In the worst case this is simply a loop inside a loop. It is nowhere
forbidden to apply programming patterns more than once:
/* tail recursive */
loop :-
write('> '), flush_output,
loop2(X),
(X == end_of_file -> true;
write(X), nl,
loop).
/* tail recursive 2 */
loop2(R) :-
current_input(S),
read_line_to_string(S, X),
(sub_string(X, _, _, 0, '\\') ->
sub_string(X, 0, _, 1, Y),
loop2(L),
(L == end_of_file ->
throw(error(syntax_error(continuation_missing),_));
string_concat(Y, L, R));
R = X).
It is based on two data types, atom and string. Thats very
SWI-Prolog specific. So a test X == end_of_file
is not the
same as a test X == "end_of_file"
. Also a little SWI-Prolog
The sub_atom/5, atom_concat/3 and double_quotes flag are
from the ISO core standard, originally for atoms only.

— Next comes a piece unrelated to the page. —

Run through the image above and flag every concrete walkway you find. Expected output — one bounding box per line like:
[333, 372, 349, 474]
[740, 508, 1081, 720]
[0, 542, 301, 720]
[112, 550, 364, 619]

I
have used the new sub_string/5 and string_concat/3.
It seems to work as expected:
/* SWI-Prolog 9.3.24 */
?- prompt(_,'').
true.
?- loop.
> foo
foo
> foo\
bar
foobar
>
true.
Using strings, you wont polute the SWI-Prolog atom table.
But beware, read line history works worst with line
continuations. I haven’t seen many good solutions that
could recall a block instead only a line. Also extremly
annoying in many Prolog systems REPLs if you spread a
Prolog clause or query along multiple lines.